The reduction of Non Revenue Water (NRW) has been at the top of the CWA agenda for years. NRW comprises three components:

– physical losses through leakage caused mainly by very old and poor quality of the pipes network, poor operations and maintenance, lack of leakage control;

– Commercial losses resulting from default water meters and unauthorized consumption; and

– theft of water in various forms and water provided for free to certain consumer groups.

NRW is a problem which is universal and it is more acute in developing countries where the NRW levels are in the range of 40 to 50 percent of the treated water produced being lost or unaccounted for.

The challenge of Government and that of the CWA is to reduce NRW to the minimum in all sectors of the island. As part of a government to government cooperation, a Singapore team has been recruited for the implementation of a reduction in NRW project focusing in the Upper Mare Aux Vacoas (MAV) regions which was most affected during the last drought episode.

The main funding of the NRW project is sourced by way of a loan from Government to CWA along with part funding from the European Investment Bank. The programme inclusive of project management services and the related works is presently estimated at a cost of Rs 1 billion.

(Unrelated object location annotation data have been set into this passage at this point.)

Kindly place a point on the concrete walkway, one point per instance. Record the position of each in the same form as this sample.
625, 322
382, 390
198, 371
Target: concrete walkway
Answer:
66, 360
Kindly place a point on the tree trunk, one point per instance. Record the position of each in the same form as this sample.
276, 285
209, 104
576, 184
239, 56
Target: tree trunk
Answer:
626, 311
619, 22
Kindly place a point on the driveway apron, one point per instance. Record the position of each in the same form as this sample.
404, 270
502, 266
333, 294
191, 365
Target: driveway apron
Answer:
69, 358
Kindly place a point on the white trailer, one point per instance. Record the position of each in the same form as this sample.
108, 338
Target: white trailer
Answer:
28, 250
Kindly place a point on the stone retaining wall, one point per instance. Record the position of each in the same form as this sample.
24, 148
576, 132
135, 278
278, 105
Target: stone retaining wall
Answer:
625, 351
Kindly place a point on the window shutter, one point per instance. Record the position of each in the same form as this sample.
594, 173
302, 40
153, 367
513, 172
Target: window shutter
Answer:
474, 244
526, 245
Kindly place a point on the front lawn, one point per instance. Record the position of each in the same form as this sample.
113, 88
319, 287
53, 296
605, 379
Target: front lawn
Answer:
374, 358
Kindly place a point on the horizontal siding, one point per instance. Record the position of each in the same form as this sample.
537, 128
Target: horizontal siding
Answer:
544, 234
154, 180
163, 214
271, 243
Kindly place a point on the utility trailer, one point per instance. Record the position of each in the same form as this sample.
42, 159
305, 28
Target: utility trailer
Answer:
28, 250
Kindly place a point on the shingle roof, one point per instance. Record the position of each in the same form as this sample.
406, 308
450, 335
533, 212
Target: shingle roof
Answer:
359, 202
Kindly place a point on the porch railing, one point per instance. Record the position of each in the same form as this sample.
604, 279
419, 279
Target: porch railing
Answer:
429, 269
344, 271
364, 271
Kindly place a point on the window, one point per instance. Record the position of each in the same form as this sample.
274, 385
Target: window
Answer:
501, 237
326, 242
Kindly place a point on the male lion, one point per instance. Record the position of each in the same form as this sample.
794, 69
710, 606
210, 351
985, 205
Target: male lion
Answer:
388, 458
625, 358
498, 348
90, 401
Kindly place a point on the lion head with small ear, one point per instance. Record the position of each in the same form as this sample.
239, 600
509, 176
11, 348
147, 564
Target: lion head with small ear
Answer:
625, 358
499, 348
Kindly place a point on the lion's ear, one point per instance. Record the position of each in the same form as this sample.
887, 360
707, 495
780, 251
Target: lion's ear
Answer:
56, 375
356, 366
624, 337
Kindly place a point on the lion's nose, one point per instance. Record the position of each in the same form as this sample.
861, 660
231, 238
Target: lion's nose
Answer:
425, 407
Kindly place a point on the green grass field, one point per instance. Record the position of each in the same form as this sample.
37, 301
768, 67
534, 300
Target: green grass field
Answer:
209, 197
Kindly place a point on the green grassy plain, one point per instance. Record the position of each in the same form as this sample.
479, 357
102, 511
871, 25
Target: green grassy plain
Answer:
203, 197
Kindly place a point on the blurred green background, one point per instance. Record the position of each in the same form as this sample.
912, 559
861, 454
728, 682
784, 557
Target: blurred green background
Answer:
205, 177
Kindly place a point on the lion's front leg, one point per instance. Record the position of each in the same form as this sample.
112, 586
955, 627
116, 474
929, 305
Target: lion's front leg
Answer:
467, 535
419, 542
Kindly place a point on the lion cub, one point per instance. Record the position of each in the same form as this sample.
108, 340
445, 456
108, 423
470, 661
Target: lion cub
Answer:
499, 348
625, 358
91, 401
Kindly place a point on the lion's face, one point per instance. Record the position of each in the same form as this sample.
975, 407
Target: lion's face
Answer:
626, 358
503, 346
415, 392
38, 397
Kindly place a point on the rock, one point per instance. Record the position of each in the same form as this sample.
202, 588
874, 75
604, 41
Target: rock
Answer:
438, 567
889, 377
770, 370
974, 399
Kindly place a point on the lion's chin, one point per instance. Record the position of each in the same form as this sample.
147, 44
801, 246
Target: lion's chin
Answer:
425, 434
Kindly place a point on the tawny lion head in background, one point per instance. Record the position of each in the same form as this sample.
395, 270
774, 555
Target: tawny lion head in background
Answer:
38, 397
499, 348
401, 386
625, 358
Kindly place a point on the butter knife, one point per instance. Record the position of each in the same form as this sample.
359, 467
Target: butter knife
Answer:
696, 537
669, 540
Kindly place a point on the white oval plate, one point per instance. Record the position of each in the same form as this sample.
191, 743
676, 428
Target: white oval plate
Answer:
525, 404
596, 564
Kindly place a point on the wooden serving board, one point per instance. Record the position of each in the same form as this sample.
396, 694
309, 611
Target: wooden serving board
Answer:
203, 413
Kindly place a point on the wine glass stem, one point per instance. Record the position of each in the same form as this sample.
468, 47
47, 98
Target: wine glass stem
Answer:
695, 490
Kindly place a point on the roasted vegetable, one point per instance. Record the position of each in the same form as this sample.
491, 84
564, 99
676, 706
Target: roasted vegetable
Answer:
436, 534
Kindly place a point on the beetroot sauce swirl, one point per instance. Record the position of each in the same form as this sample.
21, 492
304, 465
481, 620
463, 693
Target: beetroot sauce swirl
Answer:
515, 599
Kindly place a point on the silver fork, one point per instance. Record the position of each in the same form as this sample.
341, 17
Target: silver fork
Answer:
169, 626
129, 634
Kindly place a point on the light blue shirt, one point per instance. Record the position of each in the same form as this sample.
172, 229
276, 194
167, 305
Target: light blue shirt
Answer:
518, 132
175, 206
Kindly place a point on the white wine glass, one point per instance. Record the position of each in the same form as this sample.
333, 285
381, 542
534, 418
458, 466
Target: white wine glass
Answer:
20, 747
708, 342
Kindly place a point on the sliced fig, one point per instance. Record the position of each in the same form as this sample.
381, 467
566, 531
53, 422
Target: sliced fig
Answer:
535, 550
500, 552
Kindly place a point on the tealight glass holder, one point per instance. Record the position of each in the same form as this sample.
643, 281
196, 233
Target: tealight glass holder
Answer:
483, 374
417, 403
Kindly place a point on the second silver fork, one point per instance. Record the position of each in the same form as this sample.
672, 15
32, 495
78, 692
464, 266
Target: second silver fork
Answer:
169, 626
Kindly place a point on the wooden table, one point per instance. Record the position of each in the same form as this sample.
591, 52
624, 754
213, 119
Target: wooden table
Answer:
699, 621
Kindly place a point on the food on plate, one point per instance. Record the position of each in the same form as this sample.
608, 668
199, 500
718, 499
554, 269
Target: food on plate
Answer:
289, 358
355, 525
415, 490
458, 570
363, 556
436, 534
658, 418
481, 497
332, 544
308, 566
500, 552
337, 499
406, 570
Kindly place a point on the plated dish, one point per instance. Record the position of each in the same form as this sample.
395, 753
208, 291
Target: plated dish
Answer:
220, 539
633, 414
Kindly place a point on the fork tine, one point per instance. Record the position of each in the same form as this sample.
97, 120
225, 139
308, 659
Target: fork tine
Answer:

The project would utilize the latest technological advances in terms of telemetry and network monitoring which would be the model for CWA to replicate subsequently in other parts of the island.

The main objective of the project is to ensure sustainable water for all on a 24 x 7 basis with good quality of services in the Upper MAV Zone which has an area of 220km2 and a population of 220,000 and a pipeline network of 676 km… with pipes ranging from 60 to 100 years old and where an estimated of 35% of treated water is lost through leaks.

The figure of nearly half of water lost through old pipes, which you quote in your question, is not the whole story. NRW is water lost through physical as well as commercial losses. Aged water pipes leading to physical losses are only part of the problem. Another part is old customer meters leading to the commercial losses. CWA is tackling the problem from both angles.

Work started in July 2013 and the target is to reduce NRW in the region of Upper Mare aux Vacoas by 10% by 2015 and so on until we reach a level of NRW which is of acceptable international standard. Let me point out that Singapore took some 60 years to reduce their NRW to the present 5%.